Fig. 3 depicts an example of set-valued renegotiation graphically:

Figure 3: Payoff space depiction of a game between Alice and Bob. By default (filled circle), players obtain the worst possible outcome for both of them. Given this outcome, Alice and Bob are willing to renegotiate to outcomes in the corresponding shaded sets. Their intersection, the agreement set, contains a unique Pareto-efficient point (empty circle), which is therefore selected as the renegotiation outcome.

Conditional set-valued renegotiation

Set-valued renegotiation as defined doesn’t in general guarantee the PMM. To see this, suppose Alice considers playing the renegotiation set depicted in both plots in Fig. 4 below. If she does that, then Bob will get less than his PMM payoff in either of the two cases. Can we fix that by adding the PMM to Alice’s set? Unfortunately not: If Bob plays the renegotiation set in the right plot of Fig. 4, she is strictly worse off adding the PMM if the selection function chooses the PMM. Therefore, she doesn’t always have an incentive to do that.

Figure 4: Two possible renegotiation procedures, corresponding to two different renegotiation sets for Bob. The empty circle is the outcome that’ll be achieved if Alice doesn’t add the PMM (star) to her set. In the case in the left plot, Alice is no worse off by adding the PMM. But in the case in the right plot, if the selection function chooses the PMM, she is worse off.

To address the above problem, we let each player choose a renegotiation set conditional on how their counterpart chooses theirs. That is, we allow each renegotiation function $R_{i}$ to take as input both the counterpart’s renegotiation function $R_{- i}$ and the default outcome $u_{0}$ , which we write as $R_{i} (R_{- i}, u_{0})$ . We’ll hereafter consider set-valued renegotiation programs with $R_{i} (u_{0})$ replaced by $R_{i} (R_{- i}, u_{0})$ . (See Algorithm 2 in DCM.) DCM refer to these programs as conditional set-valued renegotiation programs. For simplicity, we'll just say “renegotiation program” hereafter, with the understanding that renegotiation programs need to use conditional renegotiation sets to guarantee the PMM.
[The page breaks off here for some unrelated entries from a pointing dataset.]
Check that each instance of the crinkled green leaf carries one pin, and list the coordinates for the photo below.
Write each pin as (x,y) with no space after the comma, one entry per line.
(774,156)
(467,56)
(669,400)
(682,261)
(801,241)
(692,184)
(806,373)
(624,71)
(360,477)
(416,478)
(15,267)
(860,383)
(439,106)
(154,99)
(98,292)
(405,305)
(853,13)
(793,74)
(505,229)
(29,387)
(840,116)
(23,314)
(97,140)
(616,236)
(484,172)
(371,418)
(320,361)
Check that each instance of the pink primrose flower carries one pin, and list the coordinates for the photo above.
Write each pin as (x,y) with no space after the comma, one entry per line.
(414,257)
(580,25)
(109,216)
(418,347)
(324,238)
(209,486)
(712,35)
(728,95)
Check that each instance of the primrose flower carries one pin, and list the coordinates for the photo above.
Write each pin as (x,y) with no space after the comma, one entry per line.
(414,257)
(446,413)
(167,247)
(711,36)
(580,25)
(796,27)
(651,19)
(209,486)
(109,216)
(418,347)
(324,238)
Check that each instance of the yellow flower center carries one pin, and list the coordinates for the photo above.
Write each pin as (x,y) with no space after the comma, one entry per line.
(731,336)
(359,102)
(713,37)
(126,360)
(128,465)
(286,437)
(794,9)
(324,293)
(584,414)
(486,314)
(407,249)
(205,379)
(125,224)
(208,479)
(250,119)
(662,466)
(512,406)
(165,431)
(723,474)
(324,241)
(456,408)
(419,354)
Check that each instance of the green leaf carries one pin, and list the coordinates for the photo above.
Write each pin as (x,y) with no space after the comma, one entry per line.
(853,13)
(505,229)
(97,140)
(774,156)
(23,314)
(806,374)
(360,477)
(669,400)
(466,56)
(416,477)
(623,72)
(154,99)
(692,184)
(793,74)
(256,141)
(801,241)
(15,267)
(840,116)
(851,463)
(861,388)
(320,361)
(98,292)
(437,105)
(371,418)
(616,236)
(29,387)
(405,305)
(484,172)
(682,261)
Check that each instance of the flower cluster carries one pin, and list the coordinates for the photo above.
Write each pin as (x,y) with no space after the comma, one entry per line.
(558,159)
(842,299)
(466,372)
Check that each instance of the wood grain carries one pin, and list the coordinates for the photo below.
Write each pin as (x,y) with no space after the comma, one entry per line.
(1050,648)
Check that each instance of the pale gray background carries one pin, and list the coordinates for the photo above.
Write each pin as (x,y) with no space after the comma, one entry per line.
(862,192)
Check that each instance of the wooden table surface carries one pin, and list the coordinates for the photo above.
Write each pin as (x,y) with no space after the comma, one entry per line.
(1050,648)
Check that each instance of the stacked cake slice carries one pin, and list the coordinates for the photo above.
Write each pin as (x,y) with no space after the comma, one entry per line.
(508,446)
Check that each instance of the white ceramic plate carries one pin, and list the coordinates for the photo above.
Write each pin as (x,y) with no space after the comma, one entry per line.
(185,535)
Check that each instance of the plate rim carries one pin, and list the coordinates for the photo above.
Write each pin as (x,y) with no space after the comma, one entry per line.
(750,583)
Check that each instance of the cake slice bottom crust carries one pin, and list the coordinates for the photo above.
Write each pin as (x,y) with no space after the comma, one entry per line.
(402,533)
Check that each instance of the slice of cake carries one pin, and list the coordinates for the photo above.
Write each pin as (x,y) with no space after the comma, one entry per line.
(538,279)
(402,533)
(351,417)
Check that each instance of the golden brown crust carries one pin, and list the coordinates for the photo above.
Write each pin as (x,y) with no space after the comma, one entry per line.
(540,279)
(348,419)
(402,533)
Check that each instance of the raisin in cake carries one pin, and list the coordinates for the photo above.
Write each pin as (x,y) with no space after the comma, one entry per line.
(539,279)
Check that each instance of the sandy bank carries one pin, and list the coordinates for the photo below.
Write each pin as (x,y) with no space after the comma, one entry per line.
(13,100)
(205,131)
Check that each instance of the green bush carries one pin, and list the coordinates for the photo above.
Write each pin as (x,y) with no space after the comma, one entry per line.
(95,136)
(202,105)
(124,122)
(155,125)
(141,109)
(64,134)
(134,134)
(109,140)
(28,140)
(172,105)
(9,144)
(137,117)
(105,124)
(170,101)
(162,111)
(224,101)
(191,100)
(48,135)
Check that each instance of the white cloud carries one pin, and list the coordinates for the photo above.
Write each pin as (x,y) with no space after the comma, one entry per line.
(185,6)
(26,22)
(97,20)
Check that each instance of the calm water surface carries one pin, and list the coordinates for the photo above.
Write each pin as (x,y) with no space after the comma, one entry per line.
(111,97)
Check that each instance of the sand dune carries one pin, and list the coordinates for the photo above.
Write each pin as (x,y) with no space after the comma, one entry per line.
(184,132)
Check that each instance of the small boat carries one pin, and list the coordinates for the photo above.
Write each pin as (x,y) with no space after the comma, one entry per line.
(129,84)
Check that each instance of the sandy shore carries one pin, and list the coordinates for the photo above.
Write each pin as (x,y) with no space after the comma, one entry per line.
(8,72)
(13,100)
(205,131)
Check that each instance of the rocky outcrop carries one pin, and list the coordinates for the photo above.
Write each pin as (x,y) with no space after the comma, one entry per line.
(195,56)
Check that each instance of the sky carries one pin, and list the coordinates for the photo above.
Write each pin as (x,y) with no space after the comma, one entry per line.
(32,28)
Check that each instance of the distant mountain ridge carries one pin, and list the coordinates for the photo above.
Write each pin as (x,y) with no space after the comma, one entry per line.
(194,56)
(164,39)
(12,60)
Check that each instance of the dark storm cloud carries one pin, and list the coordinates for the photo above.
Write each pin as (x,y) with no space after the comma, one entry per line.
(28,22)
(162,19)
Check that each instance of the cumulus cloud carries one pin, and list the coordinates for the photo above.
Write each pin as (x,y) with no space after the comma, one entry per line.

Our result will require that all programs can be represented as renegotiation programs. This holds under the following assumption: Roughly, if a program $p_{i}$ isn’t a renegotiation program, then it responds identically to a renegotiation program $p_{j}$ as to its default $p_{j}^{D e f}$ . (This is plausible because $p_{j}$ and $p_{j}^{D e f}$ respond identically to $p_{i}$ .)^[21] Given this assumption, any program $p_{i}^{0}$ is equivalent to a renegotiation program $p_{i}$ with a default program $p_{i}^{Def}$ equal to $p_{i}^{0}$ and a renegotiation function $R_{i}$ that always returns the empty set.

To see how using conditional renegotiation sets helps, let’s introduce one last ingredient, Pareto meet projections.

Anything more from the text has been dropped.